|Official internet-portal of St. Petersburg, cultural capital of Russia|
|Petersburg CITY / Guide to St. Petersburg, Russia||http://petersburgcity.com|
Printed from: http://petersburgcity.com/news/culture/2006/10/23/boat/|
Culture news, 23.10.2006 14:26
Cruising the waterways from St. Petersburg to MoscowAfter four days of playing tourist through the wonderful palaces, churches and museums of St. Petersburg, we were ready to set sail and enjoy a relaxing day aboard ship. We were part of a Uniworld Cruise aboard the MS Litvinov. The ship is advertised as "comfortable and cozy," and that it is.
However, cozy in this context actually means small. All I'll say about the "staterooms" is that two people have to choreograph their moves if they are going to be in the room at the same time. The ship holds 200 passengers, which, when at capacity, puts a strain on some of the lounges and public areas.
The activities aboard ship were both interesting and entertaining. Throughout the cruise we had lectures on Russian foreign policy, internal politics, economics and social issues, i.e. health care, housing, education, taxes and corruption. We also had Russian language lessons. I think they hoped we would learn the Cyrillic alphabet so we could fend for ourselves on the Moscow Metro (subway).
During the cruise we also had several talks on Russian art, particularly the arts and crafts local to the towns and villages we were visiting. Marina, the art consultant, also had lots of good information about amber and what to look for when purchasing amber jewelry.
The entertainment in the evenings was provided by a very talented family of musicians. Mom played the piano and keyboard, dad played a mean accordion and the daughter, just 15 years old, had a wonderful voice and gave several very impressive concerts. One of my favorites was "dad's" rendition of "Flight of the Bumblebee," on the accordion.
Our first stop was Mandrogi, a reconstructed village built to illustrate the traditions and lifestyles of Russia's past. We had lunch ashore and walked around town and through the artisans' shops. Heather and Erin found the Vodka Museum. After a round of tasting we headed back to the ship.
Early the next morning we docked at Kizhi Island, located at the northern end of Lake Onega. The entire island is an open-air museum featuring the traditional wooden architecture of the Russian north. The island has been designated a UNESCO cultural heritage site. The most remarkable structure on the island is the Church of Transfiguration. Though not as colorful as St. Basil's Cathedral or the Church of Our Savior on the Spilled Blood, this all-wooden church has 22 domes in three tiers that were constructed entirely without nails. It is the largest wooden church in Russia.
We entered the Volga-Baltic Canal and docked in the town of Goritsy. Here we took buses to Kirillov, a small provincial town with a population of only 9,000 people. We toured the town, met several teachers and students and enjoyed afternoon tea at the "House of Culture." We were also treated to a folklore show and even got to join in for some Russian folk dancing. We returned back to Goritsy and found time to do a little souvenir shopping before getting back on the ship.
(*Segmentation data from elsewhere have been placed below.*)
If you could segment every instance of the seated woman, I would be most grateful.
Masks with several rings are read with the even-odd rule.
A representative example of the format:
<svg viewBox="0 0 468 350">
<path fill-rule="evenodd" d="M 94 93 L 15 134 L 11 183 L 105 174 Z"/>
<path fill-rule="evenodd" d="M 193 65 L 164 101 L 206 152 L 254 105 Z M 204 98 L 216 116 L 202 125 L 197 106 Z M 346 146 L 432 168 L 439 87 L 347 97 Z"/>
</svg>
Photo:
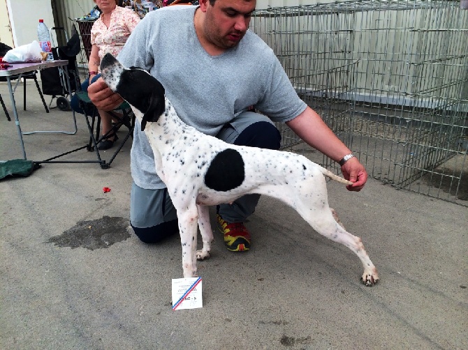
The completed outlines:
<svg viewBox="0 0 468 350">
<path fill-rule="evenodd" d="M 107 53 L 114 56 L 120 52 L 130 33 L 140 22 L 140 17 L 133 10 L 117 6 L 117 0 L 94 0 L 101 11 L 101 16 L 91 29 L 91 54 L 88 62 L 89 76 L 83 82 L 81 89 L 88 91 L 89 84 L 94 83 L 100 76 L 99 65 L 101 59 Z M 78 113 L 84 114 L 79 103 L 78 97 L 75 95 L 71 99 L 71 108 Z M 102 135 L 106 135 L 112 130 L 112 116 L 105 111 L 98 109 L 102 125 Z M 87 109 L 87 114 L 92 111 Z M 98 148 L 100 150 L 109 149 L 117 141 L 115 132 L 105 136 Z"/>
</svg>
We arrived in the city of Yaroslavl in the late afternoon. Unlike the villages and towns we had visited in the first part of the cruise, Yaroslavl is a large city located at the confluence of two main rivers (the Volga and the Kotorosl Rivers) with a population of 600,000 people. Our first stop was the Church of Elijah the Prophet. The church, built in 1647, is a masterpiece of Russian architecture with its bright green onion domes peering over the treetops as one approaches the city center. The interior of the church is wall-to-wall frescoes depicting the life of saints.
Next on our itinerary was the 12th-century Transfiguration Monastery. Fortunately or unfortunately, the Cathedral of the Transformation, with murals depicting St. John's apocalyptic visions, was closed for restoration. It's not that I didn't want to see the murals, but I was getting "churched out." I remember having similar feelings on a trip to Spain several years ago. When the churches all begin to look alike, it's time to take a break! Heather, Erin and several members of our group climbed to the top of the bell tower for a panorama of the city.
Our cruise was coming to an end. Our last stop on the Volga before we entered the Moscow Canal was Uglich, a town noted for its beautiful churches and cathedrals, as well as its tragic past. It was here that the young tsar, Dimitry, son of Ivan the Terrible, met his untimely death at age 9. To commemorate the death of young Dimitry, a church was built where he was found murdered - the Church of Prince Dimitry-on-the-Blood. The church, built in 1692, is small with frescoes inside the church telling the tale of the prince's death.
As we left the ship to walk into town, vendors lined the pathway for several blocks. It was hard concentrating on what the guide was saying when all I wanted to do was shop. We visited the Church of Prince Dimitry and the Transfiguration Cathedral. As we exited the church a male a capella group performed.
The walk back to the ship was fun. Over 100 vendors lined the pathway selling all sorts of Russian handicrafts from lace tablecloths to Matryoshka dolls (nesting dolls). Uglich is the perfect last stop on the cruise. It definitely had the best prices and the widest assortment of crafts.